Presentazione simboli: 'clonate' le liste di Grillo, Monti e Ingroia

  | 11.01.2013 13:17 CET
Elezioni
Immagine di repertorio

Il timore espresso ieri da Beppe Grillo, vale a dire che qualcuno potesse 'inflitrarsi' e rubare il simbolo del Movimento Cinque Stelle nel giorno della presentazione delle liste al Viminale, è diventato realtà. Problema simile per Mario Monti e Antonio Ingroia.

I vari gruppi erano in fila da giorni con i rappresentanti che si davano il cambio per non perdere la precedenza. Nella tabella affissa al Viminale al secondo posto c'è il Movimento Cinque Stelle, ma non è quello di Beppe Grillo. Il simbolo è praticamente identico a quello del leader genovese, c'è solo qualche differenza cromatica. L' originale con la scritta Beppegrillo.it è al numero sei. "Come è possibile? chi c'è dietro?" ha tuonato il leader dal suo blog. Il Movimento, per bocca del candidato in Lombardia Vito Crimi, ha annunciato ricorso.

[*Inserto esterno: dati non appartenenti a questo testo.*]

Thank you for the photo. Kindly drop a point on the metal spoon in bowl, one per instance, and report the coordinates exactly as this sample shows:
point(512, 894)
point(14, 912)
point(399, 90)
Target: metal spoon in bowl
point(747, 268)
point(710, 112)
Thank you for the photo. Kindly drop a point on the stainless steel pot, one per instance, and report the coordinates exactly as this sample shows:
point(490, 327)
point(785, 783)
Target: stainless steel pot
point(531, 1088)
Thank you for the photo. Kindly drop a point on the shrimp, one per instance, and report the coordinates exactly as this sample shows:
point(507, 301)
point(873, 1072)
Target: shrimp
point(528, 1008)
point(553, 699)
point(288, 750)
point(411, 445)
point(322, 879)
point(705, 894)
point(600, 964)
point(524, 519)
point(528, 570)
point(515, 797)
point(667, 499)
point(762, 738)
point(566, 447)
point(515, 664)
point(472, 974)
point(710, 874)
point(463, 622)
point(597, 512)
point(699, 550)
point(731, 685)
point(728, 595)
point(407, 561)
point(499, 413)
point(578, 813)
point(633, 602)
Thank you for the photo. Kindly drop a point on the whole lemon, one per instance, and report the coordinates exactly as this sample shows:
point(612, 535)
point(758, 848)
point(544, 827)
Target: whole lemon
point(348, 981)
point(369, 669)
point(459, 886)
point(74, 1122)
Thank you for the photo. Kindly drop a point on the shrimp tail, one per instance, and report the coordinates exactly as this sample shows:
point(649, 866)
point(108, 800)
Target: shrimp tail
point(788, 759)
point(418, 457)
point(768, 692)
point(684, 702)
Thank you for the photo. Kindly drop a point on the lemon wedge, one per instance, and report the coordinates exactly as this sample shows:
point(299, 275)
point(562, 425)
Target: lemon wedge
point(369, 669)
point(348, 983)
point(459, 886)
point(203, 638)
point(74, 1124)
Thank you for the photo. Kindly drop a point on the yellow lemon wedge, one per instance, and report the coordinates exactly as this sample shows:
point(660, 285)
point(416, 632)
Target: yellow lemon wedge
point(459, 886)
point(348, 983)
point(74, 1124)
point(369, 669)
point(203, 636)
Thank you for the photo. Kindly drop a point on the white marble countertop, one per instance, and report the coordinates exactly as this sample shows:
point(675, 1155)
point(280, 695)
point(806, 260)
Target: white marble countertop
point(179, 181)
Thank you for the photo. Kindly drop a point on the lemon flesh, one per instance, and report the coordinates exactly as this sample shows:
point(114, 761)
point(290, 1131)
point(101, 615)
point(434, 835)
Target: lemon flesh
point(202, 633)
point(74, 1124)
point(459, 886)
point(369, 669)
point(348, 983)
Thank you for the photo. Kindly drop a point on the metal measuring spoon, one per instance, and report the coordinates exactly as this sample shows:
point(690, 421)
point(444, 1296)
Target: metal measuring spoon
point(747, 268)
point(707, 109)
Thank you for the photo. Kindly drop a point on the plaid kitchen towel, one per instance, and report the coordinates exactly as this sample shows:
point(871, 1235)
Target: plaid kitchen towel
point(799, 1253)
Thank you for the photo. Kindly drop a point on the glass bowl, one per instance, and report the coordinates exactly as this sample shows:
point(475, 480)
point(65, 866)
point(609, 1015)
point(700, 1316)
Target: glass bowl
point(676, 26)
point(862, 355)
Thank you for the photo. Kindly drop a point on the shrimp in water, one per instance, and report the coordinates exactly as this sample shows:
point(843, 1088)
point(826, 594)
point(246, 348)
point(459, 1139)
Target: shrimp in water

Secondo la legge elettorale "non è ammessa la presentazione di contrassegni identici o confondibili con quelli presentati in precedenza, ovvero con quelli riproducenti simboli elementi e diciture, o solo alcuni di essi, usati tradizionalmente da altri partiti". E il Movimento Cinque Stelle ha già partecipato in passato a elezioni comunali e regionali.

Più complicata la situazione di Monti e Ingroia, le cui liste sono delle new entry. Al posto numero sette c'è la lista Per l'Europa Monti Presidente, ma il candidato premier si chiama Samuele Monti, consigliere comunale in Piemonte. L'originale (Scelta civica Monti per l'Italia) sta due posti più giù. 'Clonata' anche Rivoluzione Civile, la lista capitanata da Antonio Ingroia. Il simbolo fasullo è al terzo posto (senza ovviamente la scritta Ingroia) ed è stato presentato da Massimiliano Loda. Mentre la vera 'lista Arancione' sta molto più giù, al ventiduesimo posto.